Не всегда есть возможность, в том числе физическая, проверить некоторые вещи. Для того чтобы посмотреть, какой статус есть у коллеги, существует, конечно, база цитируемости, которая, в общем-то, закрытая, поскольку это платный ресурс. Существуют научно-метрические показатели, но для большинства людей это мало что значит. И, к сожалению, я довольно часто слышу истории даже от ближнего круга старшего поколения про «мы в интернете прочитали…» или «в передаче сказали, провели исследование…». При поиске первоисточника этого исследования выясняется, что его далеко не всегда вообще возможно найти. А если он и находится, то информация, заключенная в нем, тоже бывает не очень понятна. И несмотря на такую проверку подобный путь для большинства людей не всегда даже является показателем. Именно поэтому я думаю, «квазиэксперты» находят свою аудиторию, которой достаточно именно дискурса экспертности, который они производят. Мы с вами знаем: чтобы сдать любой экзамен, необходимо разбираться в ключевых понятиях, которые используются именно в этой дисциплине. И конечно же, эксперты в публичном поле тоже знают это и используют этот инструмент для того, чтобы воспроизводить дискурс экспертности.

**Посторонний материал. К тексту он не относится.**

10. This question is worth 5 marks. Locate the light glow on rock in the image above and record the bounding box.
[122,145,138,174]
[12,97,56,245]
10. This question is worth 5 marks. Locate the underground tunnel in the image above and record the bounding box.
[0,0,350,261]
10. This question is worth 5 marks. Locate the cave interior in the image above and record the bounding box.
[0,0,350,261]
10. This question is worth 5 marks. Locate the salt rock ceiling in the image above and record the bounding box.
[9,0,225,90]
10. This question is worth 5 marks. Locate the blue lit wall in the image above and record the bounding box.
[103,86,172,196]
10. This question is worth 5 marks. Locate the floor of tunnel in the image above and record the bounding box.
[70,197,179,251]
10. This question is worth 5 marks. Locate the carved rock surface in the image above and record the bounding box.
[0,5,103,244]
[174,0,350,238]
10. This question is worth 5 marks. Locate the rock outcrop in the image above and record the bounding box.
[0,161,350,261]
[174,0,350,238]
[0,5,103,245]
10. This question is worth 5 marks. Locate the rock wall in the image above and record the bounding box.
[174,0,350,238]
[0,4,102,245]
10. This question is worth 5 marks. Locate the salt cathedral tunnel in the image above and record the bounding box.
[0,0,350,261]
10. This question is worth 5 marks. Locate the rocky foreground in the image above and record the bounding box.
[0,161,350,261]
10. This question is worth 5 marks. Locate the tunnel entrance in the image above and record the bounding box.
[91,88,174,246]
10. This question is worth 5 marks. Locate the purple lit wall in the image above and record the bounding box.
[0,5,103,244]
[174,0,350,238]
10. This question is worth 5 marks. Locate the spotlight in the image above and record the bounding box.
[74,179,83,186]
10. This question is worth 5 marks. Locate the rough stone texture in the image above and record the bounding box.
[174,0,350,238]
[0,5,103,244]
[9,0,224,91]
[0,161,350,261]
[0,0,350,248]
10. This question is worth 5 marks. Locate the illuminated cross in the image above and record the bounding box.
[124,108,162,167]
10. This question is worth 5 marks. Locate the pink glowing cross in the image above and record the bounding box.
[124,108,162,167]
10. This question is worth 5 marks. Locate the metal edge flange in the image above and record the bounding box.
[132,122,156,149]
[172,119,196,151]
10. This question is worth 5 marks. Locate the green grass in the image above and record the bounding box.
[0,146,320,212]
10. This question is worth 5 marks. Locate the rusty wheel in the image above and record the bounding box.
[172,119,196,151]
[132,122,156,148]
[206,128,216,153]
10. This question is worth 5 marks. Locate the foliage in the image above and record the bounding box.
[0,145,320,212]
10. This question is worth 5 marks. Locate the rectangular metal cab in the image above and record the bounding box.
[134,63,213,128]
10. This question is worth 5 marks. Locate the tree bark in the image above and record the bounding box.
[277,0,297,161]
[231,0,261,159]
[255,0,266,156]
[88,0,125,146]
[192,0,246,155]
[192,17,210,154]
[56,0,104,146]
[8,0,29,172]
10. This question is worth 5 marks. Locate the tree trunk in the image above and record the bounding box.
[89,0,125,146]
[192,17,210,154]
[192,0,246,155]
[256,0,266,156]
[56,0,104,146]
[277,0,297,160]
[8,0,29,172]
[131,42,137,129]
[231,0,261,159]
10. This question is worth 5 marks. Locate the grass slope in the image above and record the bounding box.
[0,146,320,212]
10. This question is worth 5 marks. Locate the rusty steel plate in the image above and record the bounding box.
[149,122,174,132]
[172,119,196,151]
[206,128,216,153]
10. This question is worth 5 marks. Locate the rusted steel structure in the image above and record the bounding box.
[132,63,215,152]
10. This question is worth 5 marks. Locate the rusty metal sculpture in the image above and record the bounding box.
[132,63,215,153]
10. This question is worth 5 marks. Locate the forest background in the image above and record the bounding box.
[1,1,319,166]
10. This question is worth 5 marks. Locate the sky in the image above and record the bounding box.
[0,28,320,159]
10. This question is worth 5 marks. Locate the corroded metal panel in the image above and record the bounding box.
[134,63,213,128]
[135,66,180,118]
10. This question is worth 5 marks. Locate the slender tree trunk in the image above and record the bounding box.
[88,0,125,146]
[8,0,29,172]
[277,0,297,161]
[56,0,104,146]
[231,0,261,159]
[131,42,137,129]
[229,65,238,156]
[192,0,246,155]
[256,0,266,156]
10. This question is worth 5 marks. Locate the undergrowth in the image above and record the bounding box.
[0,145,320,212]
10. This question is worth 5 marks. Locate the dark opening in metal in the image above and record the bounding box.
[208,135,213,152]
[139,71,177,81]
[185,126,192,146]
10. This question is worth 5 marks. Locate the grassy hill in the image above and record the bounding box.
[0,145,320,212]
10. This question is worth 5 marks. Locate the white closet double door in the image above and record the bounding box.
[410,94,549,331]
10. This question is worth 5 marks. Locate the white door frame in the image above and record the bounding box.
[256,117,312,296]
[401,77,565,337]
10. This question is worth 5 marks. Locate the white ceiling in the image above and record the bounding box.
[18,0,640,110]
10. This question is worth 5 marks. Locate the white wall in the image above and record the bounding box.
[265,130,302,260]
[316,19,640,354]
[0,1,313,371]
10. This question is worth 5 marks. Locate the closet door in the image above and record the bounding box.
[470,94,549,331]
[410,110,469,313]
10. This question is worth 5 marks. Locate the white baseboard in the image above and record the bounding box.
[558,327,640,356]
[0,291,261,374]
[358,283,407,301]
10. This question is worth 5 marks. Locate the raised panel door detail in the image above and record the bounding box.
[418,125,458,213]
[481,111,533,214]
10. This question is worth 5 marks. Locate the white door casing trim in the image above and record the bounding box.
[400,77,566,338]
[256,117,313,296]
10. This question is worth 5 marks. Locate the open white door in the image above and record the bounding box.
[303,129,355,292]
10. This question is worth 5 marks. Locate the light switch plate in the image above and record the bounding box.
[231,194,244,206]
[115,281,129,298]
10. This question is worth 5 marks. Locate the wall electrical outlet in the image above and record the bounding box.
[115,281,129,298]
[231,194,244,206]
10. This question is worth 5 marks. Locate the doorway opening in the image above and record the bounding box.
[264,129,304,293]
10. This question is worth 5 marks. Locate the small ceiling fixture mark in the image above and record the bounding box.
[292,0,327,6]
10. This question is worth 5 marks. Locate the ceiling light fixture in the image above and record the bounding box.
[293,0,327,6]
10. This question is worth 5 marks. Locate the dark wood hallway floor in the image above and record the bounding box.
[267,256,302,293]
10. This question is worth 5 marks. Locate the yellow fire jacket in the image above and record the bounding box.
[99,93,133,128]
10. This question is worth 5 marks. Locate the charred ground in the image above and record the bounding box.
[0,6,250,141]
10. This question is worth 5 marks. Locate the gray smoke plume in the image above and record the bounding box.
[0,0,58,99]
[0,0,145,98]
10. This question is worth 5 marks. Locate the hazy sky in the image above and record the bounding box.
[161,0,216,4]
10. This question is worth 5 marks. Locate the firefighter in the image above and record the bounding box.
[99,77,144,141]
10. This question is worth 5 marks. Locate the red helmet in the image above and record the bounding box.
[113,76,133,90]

Думаю, проблема здесь заключается в том, что в публичном поле сейчас существует значительная потребность в разной экспертности в рамках одной и той же тематической области. Например, случается, что разнообразные издания предлагают мне высказаться на совершенно разные темы. В 85% случаев я отказываюсь, потому что не считаю, что могу комментировать, скажем, уровень рождаемости и смертности. Это не является моим фокусом. Я могу прокомментировать то, что касается интернет-практик, социальных медиа и знаменитостей. Но я не считаю возможным комментировать множество других социологических тем, потому что не обладаю нужными компетенциями, несмотря даже на то, что являюсь кандидатом социологических наук, доцентом департамента социологии. И несмотря на то, что эти разнообразные приглашения, очевидно, увеличат мою видимость, мою медийность, я не буду их принимать, как и очень многие наши с вами коллеги, которые совершенно четко понимают, в какой области они являются специалистами. А эксперты, которых мы чаще, к сожалению, видим в медийном поле, позволяют себе комментировать очень разные темы. И, думаю, в этом и есть отличие научных селебрити от медийных экспертов. Оно заключается именно в понимании и определении границ своего предметного поля.
— Что мы можем сказать по поводу ответственности научных селебрити? Вы упоминали, например, Татьяну Черниговскую. Она, помимо всего прочего, известна достаточно острыми заявлениями.
Здесь как раз и проявляется качество классических селебрити: им многое прощается. Если мы говорим про актеров, то «секс, наркотики и рок-н-ролл» и вообще несколько большая дозволенность скорее добавляют медийного капитала. И в этом контексте Татьяна Черниговская является примером того самого идола, который может себе позволить некоторую остроту высказываний. Дополнить таким способом свой образ. То есть это именно некий образ, который и привлекает к ней внимание. Уже недостаточно интересно рассказывать о науке, ведь, в общем-то, многие уже умеют это делать. Но именно в тот момент, когда появляется уникальность, которая может быть выражена весьма различным образом, и когда мы четко можем узнать автора по высказыванию, не путая его высказывание с чужими репликами, именно в тот момент и происходит развитие научного селебрити.